Venkanna sets brutality and death against natural landscapes, increasing the dissonance between phenomena. Endless Journey (2017) shows thousands of asylum seeking refugees losing their lives in attempts to emigrate to sanctuary cities by sea. Life rafts hold emaciated bodies, their horrific expressions emerging through dark, churning ink and brushwork. Newborns crown in rafts filled with dying bodies while apex predators encircle half-eaten torsos that hang overboard, lending a sense of confusion that is unified in the endless monochrome of darkness. Below this tempest, a red horizon line splits the diptych, dragging the eye to the bottom of the sea lined with bones. Mass death becomes both sacramental and mundane, forcing us to acknowledge the ubiquitous nature of suffering at such scale.

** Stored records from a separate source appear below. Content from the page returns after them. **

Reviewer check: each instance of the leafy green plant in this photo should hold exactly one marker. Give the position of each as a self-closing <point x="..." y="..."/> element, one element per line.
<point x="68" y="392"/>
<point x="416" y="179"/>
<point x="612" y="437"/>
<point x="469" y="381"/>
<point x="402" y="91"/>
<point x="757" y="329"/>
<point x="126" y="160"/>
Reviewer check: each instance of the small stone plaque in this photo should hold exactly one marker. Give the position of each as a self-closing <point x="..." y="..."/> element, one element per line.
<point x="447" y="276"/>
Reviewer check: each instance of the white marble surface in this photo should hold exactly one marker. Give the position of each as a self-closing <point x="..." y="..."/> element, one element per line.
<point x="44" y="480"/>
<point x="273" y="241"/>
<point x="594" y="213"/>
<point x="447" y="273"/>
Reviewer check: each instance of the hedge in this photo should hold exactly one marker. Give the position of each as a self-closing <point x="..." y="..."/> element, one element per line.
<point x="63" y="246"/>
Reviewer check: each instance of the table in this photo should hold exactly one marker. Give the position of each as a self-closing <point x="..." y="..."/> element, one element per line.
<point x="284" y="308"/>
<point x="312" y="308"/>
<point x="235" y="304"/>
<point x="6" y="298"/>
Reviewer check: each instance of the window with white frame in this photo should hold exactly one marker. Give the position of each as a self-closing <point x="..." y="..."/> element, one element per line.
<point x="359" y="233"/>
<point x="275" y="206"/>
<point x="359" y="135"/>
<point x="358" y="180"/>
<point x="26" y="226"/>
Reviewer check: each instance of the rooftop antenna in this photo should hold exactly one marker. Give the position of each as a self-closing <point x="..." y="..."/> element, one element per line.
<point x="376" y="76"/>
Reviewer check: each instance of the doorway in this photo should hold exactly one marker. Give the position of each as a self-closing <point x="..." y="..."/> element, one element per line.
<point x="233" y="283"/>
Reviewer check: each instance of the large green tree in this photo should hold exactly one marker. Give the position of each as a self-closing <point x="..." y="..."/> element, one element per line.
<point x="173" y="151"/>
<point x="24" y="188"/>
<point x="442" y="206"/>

Largely created in the isolation of his studio in Baroda from 2016–2018, this body of work serves a portent to a global health emergency. Looking for Peace (2017) shows a crowd picking apart the assassinated body of Gandhi. Venkanna divides the canvas into a grid of seven; at its center is a futile scene of a postmortem attended by several political figures “looking for peace.” To the left lies Gandhi’s ink pen; to the right, the gun used by thirty-eight-year-old Nathuram Godse, a Hindu zealot from the right-wing Rashtriya Swayamsevak Sangh (RSS), to assassinate the central figure of the non-violent movement. Eyeballing the decline of democratic ideals in India, as the government continues to consider which histories deserve a place in academic syllabi, Venkanna offers a broader critique of how doctrines are consumed and regurgitated as nationalist ideals, without being questioned or completely understood.
Death Before Life (2016) shows an ominous peacock seated atop a body, picking at exposed entrails. A systemic line moves in disorderly patterns connecting the body to several spewing beastly characters, allies of Bosch’s human-animal sinners. The peacock, a biblical symbol of death and resurrection, picks at the deceased whose waste feeds interconnected forms of life. The cyclical nature of life and death, and the parasitic tendencies of man in nature are recurring themes in Venkanna’s work.
In a cesspool of dystopic eroticism and death, Venkanna situates cultural mutations and historical transitions in the Bakhtinian grotesque. A suite of untitled works from 2018–2023 present’s Venkanna’s creativity in more open, gestural pieces. Veiled in washes of sumi-e ink blots, the viewer finds carnivorous genitalia and prolapsed, bulging bodies penetrating one another indiscriminately. Beastly lovemaking and anarchic ejaculate rise to the surface, tipping the viewer into a neurosis of the macabre. Contradictory to the artist’s soft-spoken nature, his fluency in questioning the profoundest moments of life—death, lust, and a forthcoming series on birth—make art history Venkanna’s primary vocabulary. By transforming us into witnesses who must look again and again until the brutality of this world, as frightening as it is, becomes inadmissibly real, Looking for Peace is an exorcism of evil disguised in the discourse of development.